# second time bird parent =I



## GibblyGiblets (Oct 2, 2011)

Well, it seems as though birds REALLY like me.

about 15 minutes ago, I was up at one of my termite colonies (basically a huge colony of wood termites in a hge fallen rotting tree that I'm raiding for food for my 6 toadlets..) anyways, I noticed a large black snake perched in the crook of a tree, below it on the ground was a birds nest, I picked up the nest, and UNDER it was a baby robin -______-.

I coaxed the snake out of his perch and he had a noticable bulge in his stomache, no doubt obviously from devouring the remaining babies siblings (and possibly one or both parents because there were no parents raising cane). SO I decided to not leave him there to the same fate.

he's about 12ish days old, and besides being a bit skinny, he seems in good health.

the other good news, he hates me xD, AND his legs are fully fuctioning.

I've dubbed him "snake bait" xD, it seemed appropriate.

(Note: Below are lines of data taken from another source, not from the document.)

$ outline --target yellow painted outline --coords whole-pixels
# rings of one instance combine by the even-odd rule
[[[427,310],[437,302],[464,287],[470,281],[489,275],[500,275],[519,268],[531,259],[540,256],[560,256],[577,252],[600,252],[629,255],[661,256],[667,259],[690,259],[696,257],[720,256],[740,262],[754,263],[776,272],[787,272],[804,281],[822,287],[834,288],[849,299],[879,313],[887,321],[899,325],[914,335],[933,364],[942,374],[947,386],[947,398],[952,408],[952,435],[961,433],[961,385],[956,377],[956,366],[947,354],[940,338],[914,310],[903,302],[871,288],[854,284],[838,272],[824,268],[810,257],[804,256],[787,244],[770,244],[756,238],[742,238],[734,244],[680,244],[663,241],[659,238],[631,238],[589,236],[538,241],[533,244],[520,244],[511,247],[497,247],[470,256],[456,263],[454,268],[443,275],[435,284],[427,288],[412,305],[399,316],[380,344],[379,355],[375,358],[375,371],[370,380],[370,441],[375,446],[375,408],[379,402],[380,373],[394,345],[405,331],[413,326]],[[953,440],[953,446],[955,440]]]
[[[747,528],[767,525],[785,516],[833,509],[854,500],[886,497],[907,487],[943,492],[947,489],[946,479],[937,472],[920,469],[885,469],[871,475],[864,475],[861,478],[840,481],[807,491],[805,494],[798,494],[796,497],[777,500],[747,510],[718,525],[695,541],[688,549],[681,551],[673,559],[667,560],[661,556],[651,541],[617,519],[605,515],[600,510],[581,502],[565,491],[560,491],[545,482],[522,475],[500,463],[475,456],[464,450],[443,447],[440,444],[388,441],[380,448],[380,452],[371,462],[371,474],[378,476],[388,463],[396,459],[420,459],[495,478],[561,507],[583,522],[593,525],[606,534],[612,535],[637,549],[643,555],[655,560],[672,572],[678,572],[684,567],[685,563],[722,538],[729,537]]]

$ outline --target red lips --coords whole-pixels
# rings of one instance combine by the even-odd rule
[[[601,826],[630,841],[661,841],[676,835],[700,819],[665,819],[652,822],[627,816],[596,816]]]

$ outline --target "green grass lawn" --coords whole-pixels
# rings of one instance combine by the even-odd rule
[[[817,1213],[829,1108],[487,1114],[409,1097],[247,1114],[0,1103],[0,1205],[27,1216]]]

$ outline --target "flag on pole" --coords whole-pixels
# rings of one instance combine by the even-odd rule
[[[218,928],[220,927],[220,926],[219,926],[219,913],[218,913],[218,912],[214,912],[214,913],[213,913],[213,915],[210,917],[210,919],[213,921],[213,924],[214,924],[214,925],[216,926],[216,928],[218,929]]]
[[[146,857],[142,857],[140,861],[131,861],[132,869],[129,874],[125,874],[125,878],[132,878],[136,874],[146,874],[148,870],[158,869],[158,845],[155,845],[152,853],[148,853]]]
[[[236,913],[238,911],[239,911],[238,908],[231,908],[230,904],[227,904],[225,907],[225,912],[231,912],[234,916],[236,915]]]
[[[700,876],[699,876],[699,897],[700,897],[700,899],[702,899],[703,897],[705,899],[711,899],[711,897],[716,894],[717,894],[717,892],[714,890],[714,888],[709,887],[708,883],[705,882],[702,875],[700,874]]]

I'll take some pictures when I have some batteries, as my batteries died earlier today when I was trying to take pictures of some wild baby turkeys and their momma -_-


----------



## Frizzle (Oct 6, 2011)

I dub thee Bird Mamma. XD


----------



## GibblyGiblets (Oct 2, 2011)

Frizzle said:


> I dub thee Bird Mamma. XD


Make that bird daddy and we got a deal xD

my hotmail email is Fatherbird24 xD I made it years ago, and never saw need to change it LOL


----------